Each node in the derivation tree corresponds to a symbol from the grammar — either terminal, non-terminal, or both.

In our example, the objective was to derive the word \(a^3b\) using the grammar \(G\). The tree begins with the initial symbol \(\sigma\). Applying the production rules, \(\sigma\) transformed step by step into \(a^3b\).
The derivation process followed was:

• \(\sigma \rightarrow a \sigma\)
• \(\sigma \rightarrow a \sigma\)
• \(\sigma \rightarrow a A\)
• \( A \rightarrow b \)

Each branch in this tree shows the choice of production rules applied until reaching the terminal string \(a^3b\).

Context-free grammar (CFG) is a type of formal grammar used to define a language's syntax. In CFG, any production rule allows a single non-terminal symbol to be replaced by a string of non-terminal and/or terminal symbols.
The given grammar, \(G=(N, T, P, \sigma)\), includes such productions. Here, \(N\) represents non-terminal symbols; \(T\) represents terminal symbols; \(P\) represents production rules; and \(\sigma\) is the start symbol.

This grammar is 'context-free' because these rules allow the symbol on the left to be replaced independently of surrounding symbols. In other words, no contextual information is needed to apply the rules.

• The rule \(\sigma \rightarrow a \sigma\) continuously generates terminals "a" while keeping the process active.
• The rule \(\sigma \rightarrow a A\) signifies the ending path to generate "b" once all "a's" are produced.

These rules collectively allow us to build strings of symbols that belong to the grammar's language.

Non-terminal symbols are fundamental elements of a context-free grammar, representing abstract concepts that need further expansion into other symbols.
They can be thought of as placeholders that require additional applications of production rules to be fully resolved into terminal symbols.

In our grammar example, the non-terminal symbols are \(N = \{A, \sigma\}\).

• \(\sigma\) serves as the starting point from which all derivations commence.
• \(A\) plays a crucial role in eventually being replaced by the terminal symbol \(b\).

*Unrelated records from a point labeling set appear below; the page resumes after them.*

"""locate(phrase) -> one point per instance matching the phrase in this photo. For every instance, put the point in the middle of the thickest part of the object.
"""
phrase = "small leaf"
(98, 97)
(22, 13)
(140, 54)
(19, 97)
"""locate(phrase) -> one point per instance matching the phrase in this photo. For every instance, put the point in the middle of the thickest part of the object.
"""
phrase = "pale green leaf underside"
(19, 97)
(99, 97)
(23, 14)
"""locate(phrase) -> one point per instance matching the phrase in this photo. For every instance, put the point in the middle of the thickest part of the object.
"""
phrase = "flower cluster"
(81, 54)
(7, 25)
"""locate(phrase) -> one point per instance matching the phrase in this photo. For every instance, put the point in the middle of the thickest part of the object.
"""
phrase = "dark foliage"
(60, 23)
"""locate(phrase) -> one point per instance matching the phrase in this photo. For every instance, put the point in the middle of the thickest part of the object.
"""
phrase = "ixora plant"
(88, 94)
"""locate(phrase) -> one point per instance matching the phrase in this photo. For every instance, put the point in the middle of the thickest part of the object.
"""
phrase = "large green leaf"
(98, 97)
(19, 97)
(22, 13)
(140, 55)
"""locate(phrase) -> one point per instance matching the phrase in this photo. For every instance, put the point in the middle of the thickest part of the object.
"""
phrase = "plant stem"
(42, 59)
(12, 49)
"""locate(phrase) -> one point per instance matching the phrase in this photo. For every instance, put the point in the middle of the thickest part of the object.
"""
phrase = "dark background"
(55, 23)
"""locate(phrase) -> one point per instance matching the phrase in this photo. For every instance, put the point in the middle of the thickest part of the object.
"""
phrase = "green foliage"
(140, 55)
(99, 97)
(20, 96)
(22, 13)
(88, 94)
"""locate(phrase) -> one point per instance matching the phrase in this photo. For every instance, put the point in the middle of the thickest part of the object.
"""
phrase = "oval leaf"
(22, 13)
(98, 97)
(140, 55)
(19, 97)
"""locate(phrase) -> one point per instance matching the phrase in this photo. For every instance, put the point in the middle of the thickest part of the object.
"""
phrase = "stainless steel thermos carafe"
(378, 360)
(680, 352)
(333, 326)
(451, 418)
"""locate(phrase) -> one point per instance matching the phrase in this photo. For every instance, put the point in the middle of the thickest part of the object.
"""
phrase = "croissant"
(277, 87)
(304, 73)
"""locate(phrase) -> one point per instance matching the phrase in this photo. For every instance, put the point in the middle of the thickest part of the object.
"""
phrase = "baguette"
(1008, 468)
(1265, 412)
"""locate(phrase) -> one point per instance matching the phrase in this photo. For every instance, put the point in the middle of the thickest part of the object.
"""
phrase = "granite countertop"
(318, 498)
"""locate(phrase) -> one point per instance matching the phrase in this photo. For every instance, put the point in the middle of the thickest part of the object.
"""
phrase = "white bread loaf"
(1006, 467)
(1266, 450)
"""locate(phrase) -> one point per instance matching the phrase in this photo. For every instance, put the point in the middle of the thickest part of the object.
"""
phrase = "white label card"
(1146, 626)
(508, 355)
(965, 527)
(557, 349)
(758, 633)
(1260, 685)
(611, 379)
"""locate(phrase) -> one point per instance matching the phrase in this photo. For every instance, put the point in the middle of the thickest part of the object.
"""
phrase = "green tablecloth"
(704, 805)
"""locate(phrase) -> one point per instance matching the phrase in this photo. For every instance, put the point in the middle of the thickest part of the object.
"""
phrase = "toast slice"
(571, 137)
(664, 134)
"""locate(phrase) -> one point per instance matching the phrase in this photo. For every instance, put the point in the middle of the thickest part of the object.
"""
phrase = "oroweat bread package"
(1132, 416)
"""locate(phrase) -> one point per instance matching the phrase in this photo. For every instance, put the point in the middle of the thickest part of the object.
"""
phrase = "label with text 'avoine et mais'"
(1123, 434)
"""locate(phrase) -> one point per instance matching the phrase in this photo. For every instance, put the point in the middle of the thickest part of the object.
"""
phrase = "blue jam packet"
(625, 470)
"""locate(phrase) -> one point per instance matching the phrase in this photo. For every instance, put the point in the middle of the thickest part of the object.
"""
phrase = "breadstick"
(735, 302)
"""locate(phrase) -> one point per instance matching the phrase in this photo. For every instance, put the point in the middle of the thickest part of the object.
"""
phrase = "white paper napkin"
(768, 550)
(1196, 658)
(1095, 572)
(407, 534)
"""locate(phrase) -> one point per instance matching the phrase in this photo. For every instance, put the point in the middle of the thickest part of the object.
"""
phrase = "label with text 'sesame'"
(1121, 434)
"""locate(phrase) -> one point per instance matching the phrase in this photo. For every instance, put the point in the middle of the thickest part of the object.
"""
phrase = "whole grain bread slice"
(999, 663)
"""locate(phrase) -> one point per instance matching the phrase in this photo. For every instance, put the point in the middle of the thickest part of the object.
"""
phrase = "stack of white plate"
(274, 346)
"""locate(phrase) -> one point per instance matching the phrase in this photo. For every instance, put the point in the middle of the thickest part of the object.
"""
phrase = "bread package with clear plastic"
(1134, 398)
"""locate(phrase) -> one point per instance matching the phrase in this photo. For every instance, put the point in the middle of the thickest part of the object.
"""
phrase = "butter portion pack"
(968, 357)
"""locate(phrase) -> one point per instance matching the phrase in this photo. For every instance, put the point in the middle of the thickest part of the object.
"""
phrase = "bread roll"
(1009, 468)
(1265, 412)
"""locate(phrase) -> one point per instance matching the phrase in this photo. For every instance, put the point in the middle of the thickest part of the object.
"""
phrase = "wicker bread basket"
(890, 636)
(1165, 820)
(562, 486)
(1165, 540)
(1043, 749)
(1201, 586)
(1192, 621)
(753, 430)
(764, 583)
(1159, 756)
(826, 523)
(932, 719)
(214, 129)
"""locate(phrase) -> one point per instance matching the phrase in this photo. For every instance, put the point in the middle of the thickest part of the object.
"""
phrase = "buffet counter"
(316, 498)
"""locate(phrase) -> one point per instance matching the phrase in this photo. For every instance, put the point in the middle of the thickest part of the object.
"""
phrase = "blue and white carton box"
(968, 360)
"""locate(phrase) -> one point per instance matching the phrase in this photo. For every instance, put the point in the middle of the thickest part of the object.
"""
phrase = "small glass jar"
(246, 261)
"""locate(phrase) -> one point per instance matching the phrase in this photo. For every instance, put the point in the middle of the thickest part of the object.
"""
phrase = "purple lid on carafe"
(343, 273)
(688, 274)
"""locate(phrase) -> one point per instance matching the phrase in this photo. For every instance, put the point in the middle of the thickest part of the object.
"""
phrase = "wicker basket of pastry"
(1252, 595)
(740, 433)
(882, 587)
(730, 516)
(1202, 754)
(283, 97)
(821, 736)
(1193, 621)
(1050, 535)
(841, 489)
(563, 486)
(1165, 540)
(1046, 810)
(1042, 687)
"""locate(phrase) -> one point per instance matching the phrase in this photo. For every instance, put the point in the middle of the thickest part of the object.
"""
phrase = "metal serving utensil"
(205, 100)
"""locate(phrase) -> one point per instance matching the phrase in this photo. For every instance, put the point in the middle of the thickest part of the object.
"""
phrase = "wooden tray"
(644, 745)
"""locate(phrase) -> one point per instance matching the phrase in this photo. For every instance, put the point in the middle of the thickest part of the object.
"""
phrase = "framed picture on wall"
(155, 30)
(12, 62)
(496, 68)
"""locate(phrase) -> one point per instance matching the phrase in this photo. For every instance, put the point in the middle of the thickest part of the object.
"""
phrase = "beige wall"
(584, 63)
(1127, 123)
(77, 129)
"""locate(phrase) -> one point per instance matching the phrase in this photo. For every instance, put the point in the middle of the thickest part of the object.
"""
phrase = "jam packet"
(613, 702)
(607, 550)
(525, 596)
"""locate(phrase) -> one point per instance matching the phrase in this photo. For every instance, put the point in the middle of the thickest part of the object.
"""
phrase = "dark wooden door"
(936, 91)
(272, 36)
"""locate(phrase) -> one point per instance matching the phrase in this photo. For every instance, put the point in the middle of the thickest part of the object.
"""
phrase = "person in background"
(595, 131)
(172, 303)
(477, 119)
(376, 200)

Non-terminal symbols help in incrementally building up a specific structure outlined by the string, making complex languages easier to describe via recursive definitions.

Terminal symbols are the basic symbols from which strings in a language are formed. They are the alphabet of the language, and once reached during a derivation, they can't be altered further.
Terminal symbols are the final output result after all non-terminal symbols in a derivation tree are resolved. In the grammar provided, the terminal symbols \(T = \{a, b\}\) have straightforward roles.

These symbols represent the actual characters in the language that are visible at the end of the derivation:

• Symbol \(a\) is repeatedly produced as per the production rules.
• Symbol \(b\) concludes the derivation by replacing the non-terminal \(A\).

The combination of terminal symbols, like \(a^3b\), forms the words accepted by the grammar's language. Once all non-terminals have been replaced by terminals, the process of derivation is complete.